Cardiovascular System: Myocardial contractility is depressed and peripheral vasodilatation occurs, particularly when large doses are administered or if injection is rapid. Arterial pressure decreases, and profound hypotension may occur in the patient with hypovolaemia or cardiac disease. Heart rate may decrease, but there is often a reflex tachycardia (see above).
Respiratory System: Ventilatory drive is decreased by thiopental as a result of reduced sensitivity of the respiratory centre to carbon dioxide. A short period of apnoea is common, frequently preceded by a few deep breaths. Respiratory depression is influenced by premedication and is more pronounced if opioids have been administered; assisted or controlled ventilation may be required. When spontaneous ventilation is resumed, ventilatory rate and tidal volume are usually lower than normal, but they increase in response to surgical stimulation. There is an increase in bronchial muscle tone, although frank bronchospasm is uncommon.
Skeletal Muscle: Skeletal muscle tone is reduced at high blood concentrations, partly as a result of suppression of spinal cord reflexes. There is no significant direct effect on the neuromuscular junction. When thiopental is used as the sole anaesthetic agent, there is poor muscle relaxation, and movement in response to surgical stimulation is common.
Uterus and Placenta: There is little effect on resting uterine tone, but uterine contractions are suppressed at high doses. Thiopental crosses the placenta readily, although fetal blood concentrations do not reach the same levels as those observed in the mother.
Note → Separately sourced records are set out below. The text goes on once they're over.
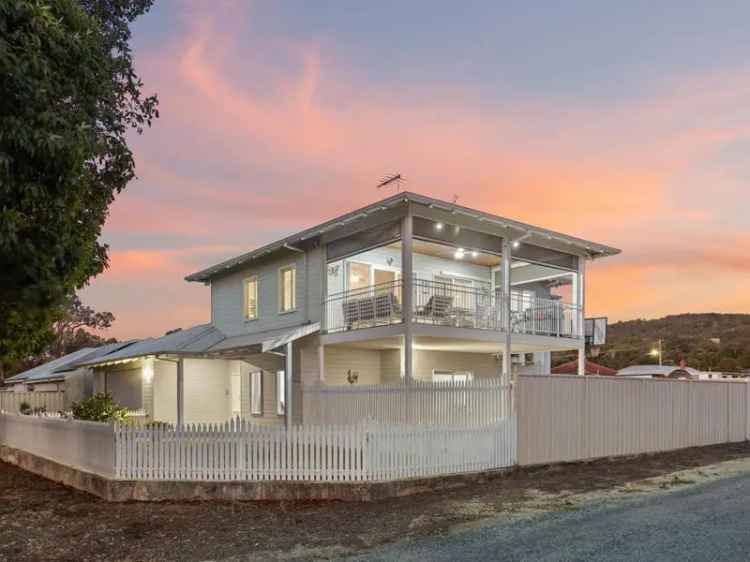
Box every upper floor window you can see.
[279,265,297,312]
[245,277,258,320]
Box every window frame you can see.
[278,263,297,314]
[247,275,260,322]
[250,371,263,416]
[276,369,286,416]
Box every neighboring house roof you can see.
[185,192,620,281]
[552,361,617,375]
[5,341,133,384]
[617,365,700,378]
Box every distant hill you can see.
[594,313,750,371]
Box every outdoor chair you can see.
[417,295,453,323]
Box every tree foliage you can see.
[0,0,158,363]
[3,295,117,377]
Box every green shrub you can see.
[71,392,128,422]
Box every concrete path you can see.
[350,473,750,562]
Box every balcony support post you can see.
[573,256,586,375]
[401,203,414,383]
[500,236,513,384]
[320,243,330,332]
[177,357,185,427]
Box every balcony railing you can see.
[323,279,403,333]
[323,279,583,338]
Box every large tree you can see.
[0,0,158,363]
[4,295,117,377]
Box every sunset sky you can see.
[82,0,750,338]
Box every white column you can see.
[284,342,294,429]
[318,343,326,384]
[401,206,414,382]
[320,240,328,328]
[177,358,185,427]
[500,237,513,384]
[574,257,586,375]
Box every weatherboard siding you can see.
[211,249,322,336]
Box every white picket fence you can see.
[0,391,65,414]
[303,378,512,426]
[115,417,516,482]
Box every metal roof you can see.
[5,340,133,384]
[617,365,700,377]
[77,324,226,366]
[208,322,320,353]
[185,191,620,281]
[75,322,320,367]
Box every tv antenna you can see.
[377,174,406,193]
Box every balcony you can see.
[323,278,583,338]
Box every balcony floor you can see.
[321,324,584,353]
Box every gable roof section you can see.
[185,191,620,282]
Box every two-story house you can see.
[75,193,619,424]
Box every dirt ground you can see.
[0,443,750,562]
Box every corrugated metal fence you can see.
[517,375,750,465]
[303,378,511,426]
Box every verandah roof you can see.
[76,322,320,367]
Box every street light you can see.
[649,338,662,366]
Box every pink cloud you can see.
[88,3,750,336]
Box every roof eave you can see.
[184,191,621,283]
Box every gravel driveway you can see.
[350,466,750,562]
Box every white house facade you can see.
[73,193,619,426]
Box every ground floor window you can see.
[276,371,286,416]
[230,374,242,418]
[250,371,263,416]
[432,369,474,383]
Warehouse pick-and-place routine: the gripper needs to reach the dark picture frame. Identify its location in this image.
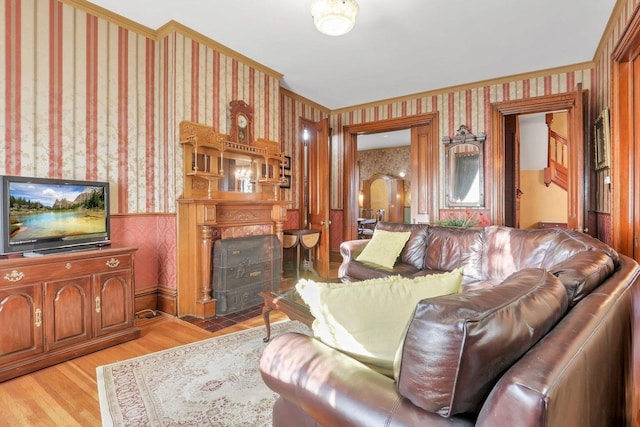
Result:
[280,175,291,188]
[593,108,611,170]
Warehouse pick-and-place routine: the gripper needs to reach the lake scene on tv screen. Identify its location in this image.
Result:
[9,182,106,244]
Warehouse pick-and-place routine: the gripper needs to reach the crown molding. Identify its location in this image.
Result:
[331,61,595,114]
[59,0,283,81]
[280,86,331,115]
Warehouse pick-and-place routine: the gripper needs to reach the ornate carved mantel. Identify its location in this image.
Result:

Eye: Intraocular pressure is reduced by approximately 40%. The pupil dilates first, and then constricts; the light reflex remains present until surgical anaesthesia has been attained. The corneal, conjunctival, eyelash and eyelid reflexes are abolished.
Adverse Effects
Laryngeal spasm. The causes have been discussed above.
Bronchospasm. This is unusual, but may be precipitated in asthmatic patients.
Thrombophlebitis. This is uncommon (Table 3.5) when the 2.5% solution is used.